I have seen no evidence to suggest that the general surgeon discriminated against the consumer on the basis of her race or any other factor. The consumer's test results indicated that she had a small bowel obstruction and this was confirmed at surgery. There is no evidence to support the consumer and her husband's claim that the consumer was used as a "guinea pig".
The general surgeon ordered Haemaccel when the consumer's urine output was low. I am advised that Haemaccel is the replacement of choice in such situations. The consumer indicated on admission both in the emergency ward and ward 12 that she did not know of any allergies. There is no record of any adverse reactions following the administration of Haemaccel. In my opinion the general surgeon's action were reasonable in the circumstances and he did not breach the Code.
The consumer's signs and symptoms and the preoperative investigations suggested an obstruction of the small bowel possibly due to an adhesion following her previous surgery. The general surgeon recommended that the surgical registrar perform a diagnostic laparoscopy before proceeding to the more complex laparotomy because in some instances the adhesion can be freed laparoscopically and would be a less invasive solution. My independent general surgeon advised me that the consumer's condition could have been life threatening if it had been allowed to progress further. In my opinion the general surgeon's actions met professional standards.
Opinion: No Breach - The House Surgeon
In my opinion the house surgeon did not breach Right 4(2) or Right 6(1) of the Code of Health and Disability Services Consumers' Rights.
I note that the Pre-operative Assessment Sheet and Anaesthetic Record dated the day of the operation recorded that the consumer was allergic to Haemaccel. However when the consumer was admitted by the house surgeon on the day prior to the operation, the consumer said she did not have any allergies that she knew about. This is documented on her admission form and in her clinical record. If at a later time the consumer remembered that she did in fact have an allergy to Haemaccel, it would have been reasonable that she inform the nursing staff of this so that her clinical records could be corrected. In my opinion the house surgeon correctly recorded no allergies during her examination of the consumer when the consumer was first admitted.
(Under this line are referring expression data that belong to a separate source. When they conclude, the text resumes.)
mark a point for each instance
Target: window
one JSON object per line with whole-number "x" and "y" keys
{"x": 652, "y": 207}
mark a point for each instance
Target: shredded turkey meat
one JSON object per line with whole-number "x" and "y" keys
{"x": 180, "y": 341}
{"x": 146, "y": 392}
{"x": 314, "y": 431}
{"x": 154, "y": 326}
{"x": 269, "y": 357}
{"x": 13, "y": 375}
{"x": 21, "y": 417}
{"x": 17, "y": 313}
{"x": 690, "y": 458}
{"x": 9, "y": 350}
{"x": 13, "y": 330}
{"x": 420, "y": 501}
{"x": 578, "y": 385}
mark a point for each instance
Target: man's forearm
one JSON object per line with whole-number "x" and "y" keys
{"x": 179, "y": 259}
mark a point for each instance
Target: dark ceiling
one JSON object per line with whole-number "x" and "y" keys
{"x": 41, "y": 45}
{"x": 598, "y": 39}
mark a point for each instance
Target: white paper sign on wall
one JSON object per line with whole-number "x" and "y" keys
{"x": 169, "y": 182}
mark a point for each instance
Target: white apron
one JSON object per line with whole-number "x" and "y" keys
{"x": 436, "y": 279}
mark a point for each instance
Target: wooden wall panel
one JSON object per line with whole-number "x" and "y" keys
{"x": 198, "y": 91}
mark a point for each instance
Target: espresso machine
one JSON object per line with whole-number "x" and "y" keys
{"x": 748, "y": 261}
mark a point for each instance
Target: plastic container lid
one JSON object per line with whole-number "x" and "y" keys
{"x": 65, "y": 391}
In my opinion the house surgeon did not breach Right 6(1) of the Code. The house surgeon spent a considerable amount of time with the consumer and her husband. The form signed by the consumer recorded that she would have a laparotomy with or without removal of adhesions and resection of the bowel. It is also documented that it may require open surgery. The consumer understood that she was to have a simple operation. The house surgeon saw her at about 5.30pm and the full extent of the surgery was not known until the surgical registrar discussed the results of the investigation fully with the general surgeon. The house surgeon did not see the consumer after she gained the written consent at 5.30pm. In my opinion the house surgeon told the consumer as much as she was able to tell her at that time and did not breach the Code.
The consumer and her husband thought that the consumer had gastro-enteritis, would be given medication and sent home. They did not expect that the consumer would require admission to hospital or that she was faced with a potentially life threatening obstruction of the small bowel. In my opinion the house surgeon tried to explain the results of the investigations and the possible surgical requirements. This was done while the consumer's husband was in attendance. In my opinion the house surgeon did not breach Right 6(1) of the Code.
In all the circumstances surrounding this complaint, in my view no further action is required. The report will be copied to New Zealand Medical Council, Health Funding Authority and Crown Company Monitoring Advisory Unit for education purposes. In particular it should be compared with case 97HDC8854 where in a similar surgical situation, the outcome was extremely different.